Prosecutors in Switzerland have launched criminal proceedings against FIFA President, Gianni Infantino
The proceedings aim to investigate his dealings with Swiss Attorney General Michael Lauber.
This comes a week after Mr. Lauber offered to resign after a court concluded he covered up a meeting with Mr. Infantino and lied to supervisors while his office probed corruption surrounding soccer’s governing body.
Switzerland’s federal prosecutors on Thursday, July 30, said that special prosecutor Stefan Keller, appointed earlier this month to review criminal complaints against the two men and others involved, had found indications of criminal conduct related to the meetings.
Lauber and Infantino both previously denied any wrongdoing in the case.
Infantino joined UEFA in 2000 and became their General Secretary in 2009. In 2016, he became FIFA president after beating favourite Sheikh Salman to replace Sepp Blatter.
Blatter resigned after stakeholders forced him to resign from world football’s governing body over corruption allegations.
In July 2016, Infantino’s opponents accused him of breaking the FIFA code of ethics.
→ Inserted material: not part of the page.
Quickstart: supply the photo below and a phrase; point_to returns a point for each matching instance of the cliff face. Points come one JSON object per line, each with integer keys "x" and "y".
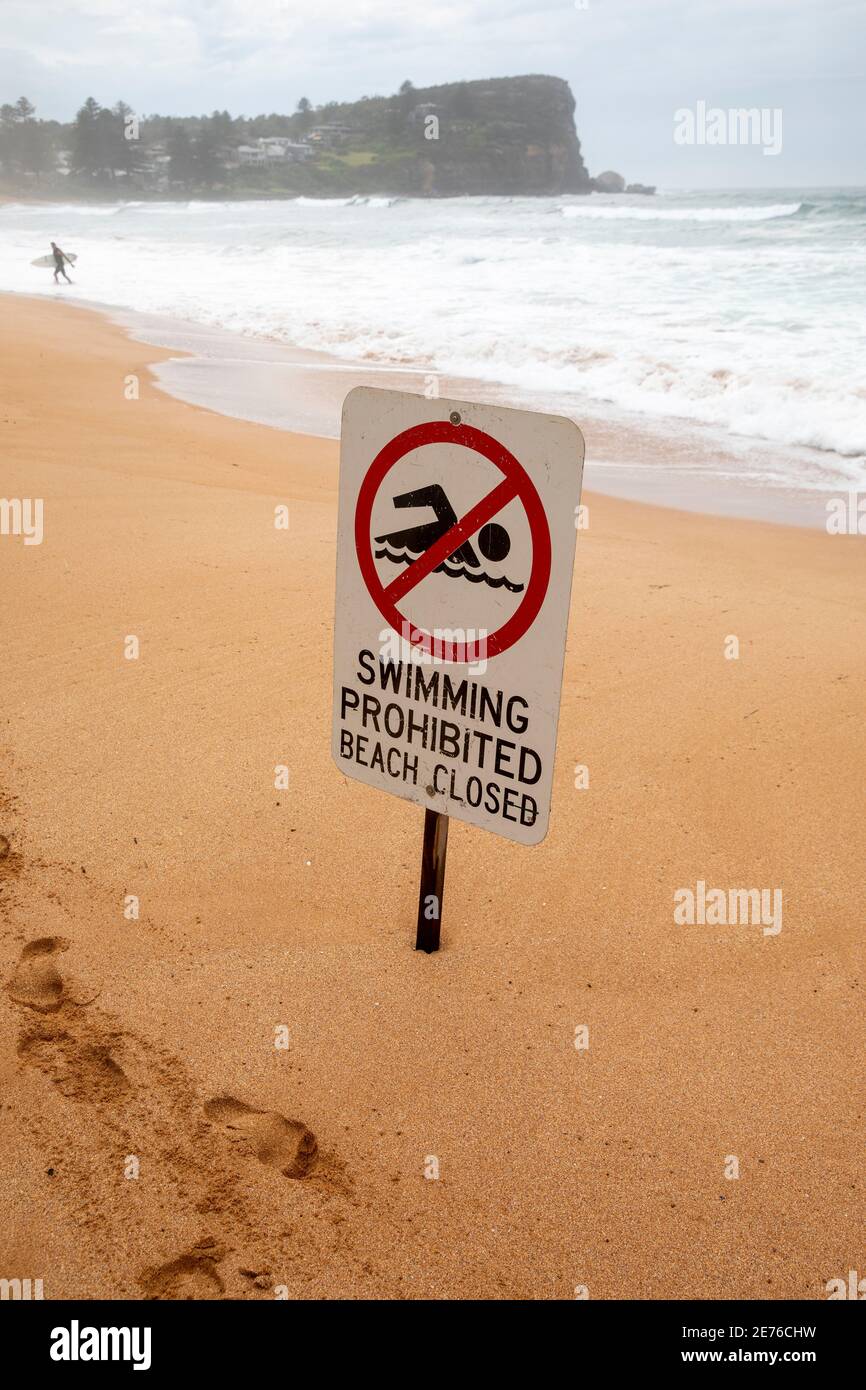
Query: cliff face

So, the investigatory chamber of the FIFA Ethics Committee interviewed him.
The investigation was focused on three areas: “several flights taken by Mr. Infantino during the first months of his presidency, human resources matters related to hiring processes in the president’s office, and Mr. Infantino’s refusal to sign the contract specifying his employment relationship with FIFA”.
Even though a leaked document showed illegitimate spending of FIFA funds, the Committee did not investigate the matter concerning expenses and governance.
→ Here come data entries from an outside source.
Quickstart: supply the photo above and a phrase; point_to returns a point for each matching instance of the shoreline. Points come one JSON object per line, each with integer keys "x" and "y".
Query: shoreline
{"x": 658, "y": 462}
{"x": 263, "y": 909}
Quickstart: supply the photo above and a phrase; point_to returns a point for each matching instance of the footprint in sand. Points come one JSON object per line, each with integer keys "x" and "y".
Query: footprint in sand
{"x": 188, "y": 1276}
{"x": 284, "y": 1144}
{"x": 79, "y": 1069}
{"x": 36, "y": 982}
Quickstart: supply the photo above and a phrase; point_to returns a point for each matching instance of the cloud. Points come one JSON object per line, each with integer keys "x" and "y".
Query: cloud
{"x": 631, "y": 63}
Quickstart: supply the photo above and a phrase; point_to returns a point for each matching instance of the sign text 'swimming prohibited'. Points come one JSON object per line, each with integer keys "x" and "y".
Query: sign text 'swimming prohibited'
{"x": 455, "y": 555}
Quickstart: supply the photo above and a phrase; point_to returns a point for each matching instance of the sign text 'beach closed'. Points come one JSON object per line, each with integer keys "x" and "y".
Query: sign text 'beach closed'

The document revealed that Infantino had billed FIFA for personal expenses. The spendings include £8,795 for mattresses at his home, £6,829 for a stepper exercise machine, £1,086 for a tuxedo, £677 on flowers and £132 on personal laundry.
In addition to that, he billed the FIFA governing body for an external driver for his family and advisors while he was away.
When Infantino accepted special treatment by the 2018 and 2022 World Cup hosts Russia and Qatar, the question of a potential conflict of interest was raised. The hosts had organized private jets for Infantino and his staff related to visits in Russia and the Gulf state.
The investigatory chamber was of the opinion that no violation had occurred. In addition to that, the chamber found that “human resources matters, as well as Mr. Infantino’s conduct with regard to his contract with FIFA constituted internal compliance issues rather than an ethical matter.”
While the investigatory chamber discharged Infantino, this did not stop criticism. Karl-Heinz Rummenigge, a former German football champion, criticized Infantino for not fulfilling his promises regarding transparency, democracy and governance. “So far this has not succeeded in my eyes,” he complained.